Teixeira chegou ao Rio para estudar medicina. Lá, conheceu a geração dos tenentes músicos, Klecius Caldas, Armando Cavalcanti e Luiz Antonio. Mas foi Braguinha quem lhe abriu as portas das gravadoras.
No Rio, Humberto conheceu o compositor Lauro Maia, que viria a se tornar seu cunhado. Lauro era o compositor predileto do conjunto vocal Quatro Azes e Um Coringa. Com Maia, Humberto gravou "Deus me perdoe", uma das nossas prediletas no Alemão.
Por essa época Luiz Gonzaga começava a aparecer com a "Moda da Mula Preta" e "Xamego". Mas sua vontade maior era lançar a música do Nordeste. Combinaram lançar em conjunto. O primeiro passo foi um levantamento amplo dos ritmos de Pernambuco (terra de Gonzaga) e do Ceará, de Humberto. Pensou-se no coco, mas optou-se pelo baião por ser um ritmo de assimilação mais fácil. Naquele mesmo dia saíram as primeiras idéias em torno do "Asa Branca", seu clássico definitivo. O primeiro baião gravado na história saiu poucos dias depois: "Eu vou contar pra vocês / como se dança o baião / e quem quiser aprender vai ter que prestar atenção".
O lançamento foi planejado, e recorreu-se a um trabalho de marketing estupendamente inovador. Lembro-me, criança, assistindo ao Luiz Gonzaga tocando em cima de um caminhão, patrocinado por uma multinacional e divulgando a miséria nordestina.
No rastro da dupla surgiram o mineiro Hervé Cordovil, Zé Dantas, Sivuca, o maestro Guio de Moraes. Luiz Gonzaga se tornou o Rei do Baião, Luiz Vieira, o príncipe, Claudete Soares, a princesinha. Nas águas do baião singraram Dolores Duran, depois o coco de Jackson do Pandeiro e Gordurinha. Nos anos 60, "Asa Branca" era orgulho nacional. Com o tropicalismo, Gonzaga foi redescoberto, teve Gilberto Gil como sucessor e, depois, a grande árvore do baião se espalhou por toda uma geração de filhos de Gil, praticando a música nordestina do sertão de Pernambuco e Ceará.

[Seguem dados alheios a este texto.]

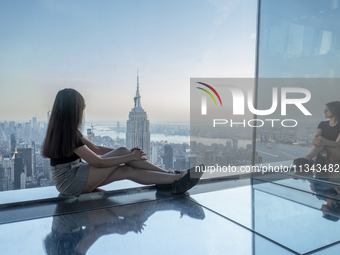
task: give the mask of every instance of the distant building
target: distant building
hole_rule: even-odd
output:
[[[176,170],[184,170],[187,168],[186,158],[184,156],[179,156],[175,162]]]
[[[35,155],[35,141],[32,141],[32,176],[36,173],[37,157]]]
[[[158,146],[151,147],[151,163],[157,164],[158,161]]]
[[[26,166],[26,177],[32,177],[33,162],[32,162],[32,148],[18,149],[18,154],[22,154],[22,159]]]
[[[21,153],[15,153],[14,157],[14,189],[21,189],[21,174],[25,174],[25,164]]]
[[[11,134],[11,154],[13,155],[15,152],[15,149],[17,148],[17,134],[13,133]]]
[[[119,123],[119,121],[117,121],[117,132],[118,133],[120,132],[120,123]]]
[[[141,148],[147,157],[150,157],[150,129],[146,112],[141,105],[141,96],[139,94],[139,80],[137,74],[137,91],[134,98],[135,106],[129,113],[126,130],[126,147]]]
[[[237,151],[238,150],[238,139],[233,138],[233,150]]]
[[[51,117],[51,111],[47,112],[47,123],[50,121],[50,117]]]
[[[172,169],[174,167],[173,164],[174,152],[170,144],[164,145],[164,157],[163,164],[165,170]]]

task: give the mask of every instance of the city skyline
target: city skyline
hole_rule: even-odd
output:
[[[45,120],[65,87],[87,120],[124,120],[137,68],[149,120],[185,121],[191,77],[254,76],[253,0],[2,1],[0,14],[0,121]]]

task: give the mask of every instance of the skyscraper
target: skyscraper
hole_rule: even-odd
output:
[[[32,177],[33,175],[33,162],[32,162],[32,148],[18,149],[18,154],[22,154],[22,159],[26,165],[26,176]]]
[[[147,114],[141,105],[139,78],[137,73],[137,91],[134,97],[135,106],[129,113],[126,130],[126,146],[131,149],[138,146],[150,157],[150,130]]]
[[[164,168],[165,170],[172,169],[174,167],[173,164],[174,152],[170,144],[164,145]]]
[[[25,172],[24,159],[21,153],[15,153],[14,157],[14,189],[21,189],[21,174]]]
[[[11,155],[14,154],[15,149],[17,148],[17,134],[11,134]]]

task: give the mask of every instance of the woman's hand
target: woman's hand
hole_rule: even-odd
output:
[[[131,150],[132,151],[132,150]],[[144,159],[147,160],[144,155],[146,155],[145,153],[143,153],[143,151],[141,149],[136,149],[134,148],[134,150],[132,151],[132,155],[135,156],[135,160],[140,160],[140,159]]]
[[[140,151],[142,151],[142,149],[139,148],[139,147],[137,146],[137,147],[132,148],[132,149],[131,149],[131,152],[133,152],[133,151],[135,151],[135,150],[140,150]],[[144,153],[144,151],[142,151],[142,152]]]
[[[324,137],[322,137],[322,136],[319,136],[319,137],[313,139],[312,144],[313,144],[315,147],[319,147],[319,146],[324,146],[324,145],[326,145],[326,142],[327,142],[327,141],[328,141],[328,140],[327,140],[326,138],[324,138]]]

Apenas nos anos 70 a música brasileira ingressou na era da choradeira recorrente. A classe média politizada tomou o espaço da presumível MPB pura. E a busca do público e do mercado passou a ser menosprezada. A música trancou-se em guetos, tornou-se hermética, chorona, deixou de lado a alegria, o buliçoso.
Por isso, ao relembrar Braguinha cantando a sua "Marcha do Jegue", quase admito que o esvaziamento da MPB não se deu apenas por conta de miopia de gravadoras. Mas por toda uma geração que caiu em uma sofisticação vazia, intelectualizada, politizada, deixando de lado a alegria.